His mother (my xwife) is constantly in his ear about colleges, jobs, degrees, etc. and so on. She always has "was talking to a friend..." about something - and it usually is about what he should do with his life.
Now, to the point of the story...
We were talking the other day and he brought something up that his mother had said about "his future" and what he should pursue from a degree perspective. And I just made a simple statement...
"consider the source before you take career advice from someone"
I wasn't telling him not to listen, what I was saying was this...his mother didn't go to college, has not had a full time job in 18 years, depends on me to support her life, and in general, has not achieved much in her life. I give her this, we have beautiful kids and they are super intelligent - but she doesn't really "know" anything about how the business world works, let alone what our son should do in his life. One other thing I will give her...she is really good at networking, social media and creating "connections", which has not helped her much, but she is really good at it.

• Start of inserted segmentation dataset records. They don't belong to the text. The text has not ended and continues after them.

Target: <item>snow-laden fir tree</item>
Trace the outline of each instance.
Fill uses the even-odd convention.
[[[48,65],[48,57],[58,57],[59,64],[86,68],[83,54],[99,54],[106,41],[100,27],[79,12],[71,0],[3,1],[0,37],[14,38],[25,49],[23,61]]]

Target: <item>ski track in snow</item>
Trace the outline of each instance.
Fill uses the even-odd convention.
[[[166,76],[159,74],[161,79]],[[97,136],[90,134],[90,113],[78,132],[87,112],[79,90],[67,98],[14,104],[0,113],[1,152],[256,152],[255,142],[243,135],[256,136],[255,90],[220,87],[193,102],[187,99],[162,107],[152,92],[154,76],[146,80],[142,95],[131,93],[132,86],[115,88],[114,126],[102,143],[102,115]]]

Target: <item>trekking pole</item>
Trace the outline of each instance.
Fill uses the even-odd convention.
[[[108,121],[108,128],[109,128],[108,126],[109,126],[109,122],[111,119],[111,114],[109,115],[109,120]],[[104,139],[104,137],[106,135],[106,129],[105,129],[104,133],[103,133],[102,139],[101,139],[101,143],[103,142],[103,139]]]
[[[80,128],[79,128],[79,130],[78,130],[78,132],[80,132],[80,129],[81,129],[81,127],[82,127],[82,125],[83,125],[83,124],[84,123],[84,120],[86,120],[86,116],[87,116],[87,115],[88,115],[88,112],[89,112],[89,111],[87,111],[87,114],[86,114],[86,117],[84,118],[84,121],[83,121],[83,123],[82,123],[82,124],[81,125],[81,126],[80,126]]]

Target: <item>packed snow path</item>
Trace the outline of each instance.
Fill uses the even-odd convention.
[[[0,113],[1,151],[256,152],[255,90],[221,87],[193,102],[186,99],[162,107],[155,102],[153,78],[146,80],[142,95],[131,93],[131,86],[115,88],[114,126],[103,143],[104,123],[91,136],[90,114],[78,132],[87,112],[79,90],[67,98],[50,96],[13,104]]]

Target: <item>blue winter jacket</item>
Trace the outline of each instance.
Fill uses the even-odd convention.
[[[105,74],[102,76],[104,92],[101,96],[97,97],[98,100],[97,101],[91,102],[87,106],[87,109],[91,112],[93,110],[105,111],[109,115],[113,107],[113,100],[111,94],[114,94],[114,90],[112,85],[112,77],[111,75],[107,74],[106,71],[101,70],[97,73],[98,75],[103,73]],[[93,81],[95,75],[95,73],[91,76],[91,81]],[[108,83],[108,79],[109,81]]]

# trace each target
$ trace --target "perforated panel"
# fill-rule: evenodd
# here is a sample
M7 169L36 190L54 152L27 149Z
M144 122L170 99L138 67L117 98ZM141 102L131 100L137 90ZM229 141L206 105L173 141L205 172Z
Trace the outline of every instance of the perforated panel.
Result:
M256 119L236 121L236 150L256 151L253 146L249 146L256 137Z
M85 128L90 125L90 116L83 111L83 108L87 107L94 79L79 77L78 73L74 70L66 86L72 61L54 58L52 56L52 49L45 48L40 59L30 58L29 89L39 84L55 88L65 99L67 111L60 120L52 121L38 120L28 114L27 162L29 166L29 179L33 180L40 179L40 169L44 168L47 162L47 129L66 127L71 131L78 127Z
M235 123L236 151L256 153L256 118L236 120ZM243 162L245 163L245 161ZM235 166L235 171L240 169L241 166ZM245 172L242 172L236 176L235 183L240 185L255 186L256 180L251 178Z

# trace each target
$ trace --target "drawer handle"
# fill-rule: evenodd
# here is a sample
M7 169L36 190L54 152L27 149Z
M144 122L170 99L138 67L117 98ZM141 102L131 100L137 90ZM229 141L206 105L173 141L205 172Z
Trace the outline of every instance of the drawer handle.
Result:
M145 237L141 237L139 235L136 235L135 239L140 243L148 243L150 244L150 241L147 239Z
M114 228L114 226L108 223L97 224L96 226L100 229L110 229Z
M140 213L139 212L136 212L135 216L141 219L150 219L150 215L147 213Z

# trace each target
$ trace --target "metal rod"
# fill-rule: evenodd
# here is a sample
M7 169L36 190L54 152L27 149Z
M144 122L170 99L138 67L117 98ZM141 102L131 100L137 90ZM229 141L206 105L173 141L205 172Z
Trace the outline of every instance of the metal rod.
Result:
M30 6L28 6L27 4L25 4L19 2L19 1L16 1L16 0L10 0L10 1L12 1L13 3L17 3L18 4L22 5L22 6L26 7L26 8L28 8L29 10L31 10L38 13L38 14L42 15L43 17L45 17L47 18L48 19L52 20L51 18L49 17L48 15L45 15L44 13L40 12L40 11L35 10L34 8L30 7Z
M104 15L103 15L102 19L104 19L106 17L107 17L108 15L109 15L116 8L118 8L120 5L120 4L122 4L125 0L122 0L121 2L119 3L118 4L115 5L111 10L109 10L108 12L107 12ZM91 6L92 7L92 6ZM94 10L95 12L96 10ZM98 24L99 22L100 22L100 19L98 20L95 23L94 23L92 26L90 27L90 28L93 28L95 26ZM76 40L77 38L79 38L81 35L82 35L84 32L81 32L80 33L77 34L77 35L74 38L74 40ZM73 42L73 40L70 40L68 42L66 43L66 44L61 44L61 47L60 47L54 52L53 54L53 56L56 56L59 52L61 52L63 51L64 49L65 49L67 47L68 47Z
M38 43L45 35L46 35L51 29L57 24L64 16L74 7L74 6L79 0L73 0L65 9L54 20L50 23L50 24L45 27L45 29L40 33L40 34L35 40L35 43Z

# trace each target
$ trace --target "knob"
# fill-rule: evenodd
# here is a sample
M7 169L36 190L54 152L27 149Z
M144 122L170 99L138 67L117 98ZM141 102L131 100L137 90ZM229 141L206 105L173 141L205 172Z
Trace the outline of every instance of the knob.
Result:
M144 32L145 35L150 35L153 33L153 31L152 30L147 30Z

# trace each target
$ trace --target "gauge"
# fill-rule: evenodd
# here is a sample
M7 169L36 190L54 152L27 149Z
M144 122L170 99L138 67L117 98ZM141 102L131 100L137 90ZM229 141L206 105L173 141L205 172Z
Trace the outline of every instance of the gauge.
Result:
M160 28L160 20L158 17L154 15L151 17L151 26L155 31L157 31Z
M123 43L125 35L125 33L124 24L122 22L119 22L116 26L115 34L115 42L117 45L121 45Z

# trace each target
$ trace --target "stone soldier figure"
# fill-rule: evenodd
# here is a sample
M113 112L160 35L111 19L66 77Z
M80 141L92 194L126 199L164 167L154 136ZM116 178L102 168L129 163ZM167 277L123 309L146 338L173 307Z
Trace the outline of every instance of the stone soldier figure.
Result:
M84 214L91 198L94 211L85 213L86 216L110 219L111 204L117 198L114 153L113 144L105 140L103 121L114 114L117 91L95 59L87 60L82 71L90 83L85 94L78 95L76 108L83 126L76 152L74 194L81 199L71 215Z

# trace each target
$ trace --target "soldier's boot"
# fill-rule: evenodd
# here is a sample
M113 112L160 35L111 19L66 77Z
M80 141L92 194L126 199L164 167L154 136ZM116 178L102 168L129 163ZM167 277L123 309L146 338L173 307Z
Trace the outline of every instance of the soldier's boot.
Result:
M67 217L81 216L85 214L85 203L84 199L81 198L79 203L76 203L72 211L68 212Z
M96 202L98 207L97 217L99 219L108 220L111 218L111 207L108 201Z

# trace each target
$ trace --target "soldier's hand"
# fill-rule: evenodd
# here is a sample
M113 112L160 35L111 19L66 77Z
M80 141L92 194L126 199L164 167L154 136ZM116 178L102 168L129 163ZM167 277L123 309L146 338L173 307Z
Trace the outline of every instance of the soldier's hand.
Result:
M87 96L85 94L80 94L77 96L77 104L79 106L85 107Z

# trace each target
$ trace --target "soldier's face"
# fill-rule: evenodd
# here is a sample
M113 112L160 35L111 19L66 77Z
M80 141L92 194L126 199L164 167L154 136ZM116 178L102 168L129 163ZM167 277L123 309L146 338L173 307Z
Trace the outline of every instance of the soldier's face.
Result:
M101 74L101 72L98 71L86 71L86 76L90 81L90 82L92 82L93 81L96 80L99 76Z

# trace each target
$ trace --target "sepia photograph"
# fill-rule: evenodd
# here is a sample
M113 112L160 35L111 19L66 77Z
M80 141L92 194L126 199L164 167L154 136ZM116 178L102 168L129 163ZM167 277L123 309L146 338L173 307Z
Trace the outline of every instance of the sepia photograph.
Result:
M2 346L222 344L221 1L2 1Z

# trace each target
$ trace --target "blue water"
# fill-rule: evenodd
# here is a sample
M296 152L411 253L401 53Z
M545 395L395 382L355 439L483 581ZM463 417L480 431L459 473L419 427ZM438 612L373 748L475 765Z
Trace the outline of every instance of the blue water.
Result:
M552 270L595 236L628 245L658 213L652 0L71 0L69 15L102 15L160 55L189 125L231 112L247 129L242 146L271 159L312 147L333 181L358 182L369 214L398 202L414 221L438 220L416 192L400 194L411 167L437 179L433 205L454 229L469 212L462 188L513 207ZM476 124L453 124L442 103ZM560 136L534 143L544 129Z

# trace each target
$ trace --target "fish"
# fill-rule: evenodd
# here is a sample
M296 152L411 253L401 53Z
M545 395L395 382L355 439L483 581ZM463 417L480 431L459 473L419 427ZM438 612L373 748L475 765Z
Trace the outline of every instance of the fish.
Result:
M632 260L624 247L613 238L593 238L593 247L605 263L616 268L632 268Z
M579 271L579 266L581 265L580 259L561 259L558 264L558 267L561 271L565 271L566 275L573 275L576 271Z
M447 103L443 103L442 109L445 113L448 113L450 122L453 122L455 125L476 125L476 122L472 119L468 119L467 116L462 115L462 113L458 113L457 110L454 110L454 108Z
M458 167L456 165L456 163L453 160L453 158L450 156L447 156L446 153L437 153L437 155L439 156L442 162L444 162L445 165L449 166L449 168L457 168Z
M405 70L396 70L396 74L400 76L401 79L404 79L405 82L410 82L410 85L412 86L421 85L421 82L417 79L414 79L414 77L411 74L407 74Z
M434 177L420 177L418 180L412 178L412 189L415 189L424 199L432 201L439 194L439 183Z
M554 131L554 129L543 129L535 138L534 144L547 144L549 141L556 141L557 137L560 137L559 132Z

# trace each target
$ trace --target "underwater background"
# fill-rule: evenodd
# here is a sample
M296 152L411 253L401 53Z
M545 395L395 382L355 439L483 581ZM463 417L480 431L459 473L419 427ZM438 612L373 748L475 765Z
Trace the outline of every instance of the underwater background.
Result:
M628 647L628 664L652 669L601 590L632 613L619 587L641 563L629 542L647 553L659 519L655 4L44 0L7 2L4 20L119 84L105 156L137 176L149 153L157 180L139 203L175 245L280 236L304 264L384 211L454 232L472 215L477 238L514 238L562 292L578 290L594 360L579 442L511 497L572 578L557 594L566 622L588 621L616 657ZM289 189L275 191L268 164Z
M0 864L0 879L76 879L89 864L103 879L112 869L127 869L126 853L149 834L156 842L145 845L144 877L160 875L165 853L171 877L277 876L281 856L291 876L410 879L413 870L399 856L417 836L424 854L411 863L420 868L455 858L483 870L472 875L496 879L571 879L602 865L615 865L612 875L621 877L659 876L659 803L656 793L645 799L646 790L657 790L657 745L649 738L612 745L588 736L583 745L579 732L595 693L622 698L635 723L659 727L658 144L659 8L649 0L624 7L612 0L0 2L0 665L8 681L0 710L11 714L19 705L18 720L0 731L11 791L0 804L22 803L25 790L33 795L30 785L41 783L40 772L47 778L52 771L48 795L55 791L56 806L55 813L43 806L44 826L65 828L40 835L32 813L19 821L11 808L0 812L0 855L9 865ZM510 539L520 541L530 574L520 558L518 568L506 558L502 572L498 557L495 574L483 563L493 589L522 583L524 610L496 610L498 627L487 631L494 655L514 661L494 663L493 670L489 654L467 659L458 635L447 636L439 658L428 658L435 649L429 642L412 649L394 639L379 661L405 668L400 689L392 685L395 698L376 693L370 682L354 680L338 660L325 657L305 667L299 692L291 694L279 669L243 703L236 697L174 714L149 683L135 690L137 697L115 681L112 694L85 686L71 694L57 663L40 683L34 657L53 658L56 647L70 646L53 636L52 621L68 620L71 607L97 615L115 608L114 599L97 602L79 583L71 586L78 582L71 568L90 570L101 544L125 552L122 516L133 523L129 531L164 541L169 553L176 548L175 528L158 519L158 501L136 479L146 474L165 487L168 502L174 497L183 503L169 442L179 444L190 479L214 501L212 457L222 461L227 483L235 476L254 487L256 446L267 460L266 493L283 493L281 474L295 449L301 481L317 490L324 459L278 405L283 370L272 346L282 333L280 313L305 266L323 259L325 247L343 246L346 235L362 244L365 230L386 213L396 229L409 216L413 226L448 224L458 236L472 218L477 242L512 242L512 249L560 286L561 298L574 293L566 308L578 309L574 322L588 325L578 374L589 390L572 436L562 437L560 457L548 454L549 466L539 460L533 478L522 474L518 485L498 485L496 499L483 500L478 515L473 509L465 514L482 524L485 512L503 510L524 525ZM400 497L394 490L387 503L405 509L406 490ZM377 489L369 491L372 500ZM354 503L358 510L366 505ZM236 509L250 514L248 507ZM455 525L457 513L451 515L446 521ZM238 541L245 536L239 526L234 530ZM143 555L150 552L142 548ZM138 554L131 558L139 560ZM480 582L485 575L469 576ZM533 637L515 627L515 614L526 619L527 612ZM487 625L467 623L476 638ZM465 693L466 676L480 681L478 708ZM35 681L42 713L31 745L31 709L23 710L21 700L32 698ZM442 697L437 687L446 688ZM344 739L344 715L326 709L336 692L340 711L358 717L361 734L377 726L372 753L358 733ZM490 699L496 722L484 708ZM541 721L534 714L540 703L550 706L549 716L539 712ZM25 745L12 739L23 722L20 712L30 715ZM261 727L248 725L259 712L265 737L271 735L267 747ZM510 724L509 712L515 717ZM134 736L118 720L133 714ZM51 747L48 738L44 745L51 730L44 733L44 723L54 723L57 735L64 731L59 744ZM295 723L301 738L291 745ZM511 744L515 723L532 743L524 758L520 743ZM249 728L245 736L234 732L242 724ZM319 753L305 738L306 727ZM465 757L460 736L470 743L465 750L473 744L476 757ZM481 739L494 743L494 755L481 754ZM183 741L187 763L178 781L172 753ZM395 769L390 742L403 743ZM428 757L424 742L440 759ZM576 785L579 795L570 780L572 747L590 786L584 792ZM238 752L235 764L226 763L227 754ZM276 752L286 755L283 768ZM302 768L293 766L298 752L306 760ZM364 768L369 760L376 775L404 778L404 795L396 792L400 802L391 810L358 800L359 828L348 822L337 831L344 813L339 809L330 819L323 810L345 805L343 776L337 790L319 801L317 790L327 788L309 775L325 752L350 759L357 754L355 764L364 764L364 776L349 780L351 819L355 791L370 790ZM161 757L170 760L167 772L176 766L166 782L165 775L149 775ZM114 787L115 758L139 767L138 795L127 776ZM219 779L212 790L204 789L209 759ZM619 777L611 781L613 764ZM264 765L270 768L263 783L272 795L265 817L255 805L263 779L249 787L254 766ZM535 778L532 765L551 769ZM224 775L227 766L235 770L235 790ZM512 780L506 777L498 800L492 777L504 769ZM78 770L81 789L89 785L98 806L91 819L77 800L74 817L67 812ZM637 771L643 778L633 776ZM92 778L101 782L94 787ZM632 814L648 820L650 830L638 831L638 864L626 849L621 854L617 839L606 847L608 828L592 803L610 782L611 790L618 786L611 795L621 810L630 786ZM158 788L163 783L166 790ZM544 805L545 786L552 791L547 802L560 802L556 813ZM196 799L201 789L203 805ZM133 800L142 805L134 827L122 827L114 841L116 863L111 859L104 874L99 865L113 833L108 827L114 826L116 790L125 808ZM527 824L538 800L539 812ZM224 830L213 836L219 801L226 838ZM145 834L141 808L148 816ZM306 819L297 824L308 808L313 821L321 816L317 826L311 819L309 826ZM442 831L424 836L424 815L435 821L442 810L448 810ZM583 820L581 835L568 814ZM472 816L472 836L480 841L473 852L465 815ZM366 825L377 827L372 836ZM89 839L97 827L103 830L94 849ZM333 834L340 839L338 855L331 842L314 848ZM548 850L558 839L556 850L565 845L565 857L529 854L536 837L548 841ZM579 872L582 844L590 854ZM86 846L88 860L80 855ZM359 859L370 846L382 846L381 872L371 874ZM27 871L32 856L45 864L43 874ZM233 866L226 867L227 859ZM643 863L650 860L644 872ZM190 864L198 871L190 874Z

I told him to love what he does. Don't focus solely on money. That it's his life, not mine, not his mother's - he is only one that will give a shit in 50 years because more than likely, neither of us will be alive. He will be the one that has look back and decide if he made the most of it - not me, not his mother. So, it's time for him to start taking full responsibility for his decisions, his actions and the direction of his life. He may choose a path that I wouldn't choose, but at the end of the day, going his own way is the only thing he can do.
So, I'm coaching him, she's telling him "what to do" - that seems to be the primary difference here - the problem is - she has no basis for any of it.
Stay strong Brothers. Live, Learn, Lead.